Concurrent eosinophilia and IgG4‑related disease in a child: A case report and review of the literature
- Can Chen
- Kuang Chen
- Xilian Huang
- Kaile Wang
- Shenxian Qian
Published online on: January 12, 2018
Copyright: © Chen et al.
This is an open access article distributed under the terms of Creative Commons Attribution License.
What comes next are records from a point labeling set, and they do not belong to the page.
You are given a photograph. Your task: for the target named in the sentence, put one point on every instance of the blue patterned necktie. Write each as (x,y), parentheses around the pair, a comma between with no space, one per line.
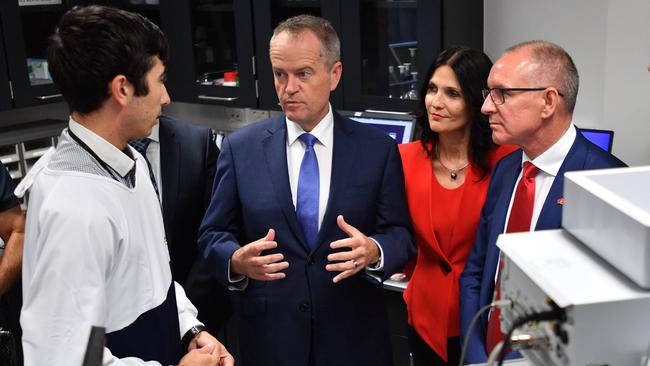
(308,191)
(141,146)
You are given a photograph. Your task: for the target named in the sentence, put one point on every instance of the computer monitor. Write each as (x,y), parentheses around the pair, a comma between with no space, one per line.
(601,138)
(397,126)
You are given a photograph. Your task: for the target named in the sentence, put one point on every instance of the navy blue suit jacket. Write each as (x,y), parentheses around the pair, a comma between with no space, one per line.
(477,280)
(188,157)
(305,318)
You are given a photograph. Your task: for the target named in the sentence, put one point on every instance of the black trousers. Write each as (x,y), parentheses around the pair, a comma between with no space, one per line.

The current study presents the case of a 9-year-old Chinese boy who presented with eosinophilia and elevated serum levels of immunoglobulin G4 (IgG4). A bone marrow puncture identified an elevated eosinophil rate of 23% (normal range, <5%), which indicated eosinophilia. However, gene analysis, fluorescent in situ hybridization and other examinations, including bone marrow aspiration, blood routine, auto‑antibody tests and parasitic and allergens screening, contradicted a diagnosis of secondary or clonal eosinophilia. Furthermore, the patient exhibited multiple lymph node swelling and a lymph biopsy strongly indicted a pathological diagnosis of IgG4‑related disease (IgG4‑RD). His peripheral blood flow cytometry confirmed an elevated count of plasmablasts, which is specific to IgG4‑RD. The patient responded well to therapy with prednisone and remained healthy in all follow‑ups. By taking all these factors into consideration, the boy was diagnosed with IgG4‑RD. It is difficult to distinguish IgG4‑RD from hypereosinophilic syndrome and the potential association between the two remains unclear. However, the present case study serves as a reminder that IgG4‑RD may occur in children and medical professionals should not neglect this possibility.